Кокпай и Алпеим ни на шаг не отставали от Абая, пока он спускался по лестнице, выходил во двор и усаживался в сани. Они до последней минуты надеялись, что хотя Абай явно торопится, молчит насупившись, но в конце-то концов хоть что-нибудь да ответит. Устроившись рядом с Баймагамбетом и почувствовав на себе неотвязный взгляд Кокпая, Абай сделал еле уловимый знак придержать вожжи и, резко обернувшись к своему гостю, сказал:
— Ты ждешь от меня ответа? Пока не выясню все с нужными мне людьми, никакого ответа не дам. Хотя у меня все слова для тебя готовы, но не хочу говорить опрометчиво, без доброго совета. Если вашим имамам и вправду нужно мое мнение, пусть ждут, раньше чем через три дня ничего не узнаете.
И не интересуясь больше Кокпаем, Абай кивнул Баймагамбету, конь рванул с места, и сани исчезли в снежной пыли.
В эти дни множество духовных лиц посетило Верхние, Средние и Нижние Жатаки, почтило своим вниманием лачужки бедняков, лодочников, паромщиков, дровосеков в слободке и ближних аулах. Кроме хорошо известных горожан, муэдзина Самурата, слепого кари, Шарифжана-хальфе, здесь побывали и такие важные муллы, как известные хальфе Закен и Гадушукур, которые теперь соперничали с имамами двух других мечетей. Не довольствуясь обычными проповедями среди своих прихожан в мечетях, они стали посещать и другие места скопления народа.
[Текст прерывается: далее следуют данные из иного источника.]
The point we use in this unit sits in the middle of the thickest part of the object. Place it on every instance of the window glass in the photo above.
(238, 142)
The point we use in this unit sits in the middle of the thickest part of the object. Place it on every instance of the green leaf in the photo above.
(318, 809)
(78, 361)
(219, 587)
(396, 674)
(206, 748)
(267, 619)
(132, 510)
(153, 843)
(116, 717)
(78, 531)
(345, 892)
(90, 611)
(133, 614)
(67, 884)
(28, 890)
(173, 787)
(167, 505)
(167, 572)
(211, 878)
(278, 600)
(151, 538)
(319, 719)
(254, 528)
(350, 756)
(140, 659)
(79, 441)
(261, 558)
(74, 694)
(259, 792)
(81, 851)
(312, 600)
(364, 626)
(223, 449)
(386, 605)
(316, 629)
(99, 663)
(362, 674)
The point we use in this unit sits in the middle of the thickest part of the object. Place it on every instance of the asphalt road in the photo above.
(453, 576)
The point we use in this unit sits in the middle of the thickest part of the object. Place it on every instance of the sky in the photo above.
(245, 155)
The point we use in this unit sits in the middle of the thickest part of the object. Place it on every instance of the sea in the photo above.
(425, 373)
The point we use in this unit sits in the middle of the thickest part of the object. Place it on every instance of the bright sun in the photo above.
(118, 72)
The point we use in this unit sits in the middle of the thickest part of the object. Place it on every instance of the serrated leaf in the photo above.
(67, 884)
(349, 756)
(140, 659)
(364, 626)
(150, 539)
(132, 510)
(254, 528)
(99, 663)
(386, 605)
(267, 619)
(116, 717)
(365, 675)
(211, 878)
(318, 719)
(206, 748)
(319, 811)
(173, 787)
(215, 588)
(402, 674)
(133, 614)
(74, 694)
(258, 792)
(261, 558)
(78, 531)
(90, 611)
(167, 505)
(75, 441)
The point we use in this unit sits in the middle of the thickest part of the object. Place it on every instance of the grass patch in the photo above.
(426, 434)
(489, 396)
Они обходили грузчиков Затона, встречались с рабочими пимокатного и кожевенного заводов или, собрав множество бедняков — мужчин и женщин, молодежь и стариков, работающих на бойне, произносили перед ними прочувствованные речи относительно необходимости всемусульманского единения. Они наставляли верующих, чтобы те с благоговением произносили титулы «хальфе-султан» и «Шейх-уль-Ислам», призывали присоединить свои голоса к общему хору правоверных.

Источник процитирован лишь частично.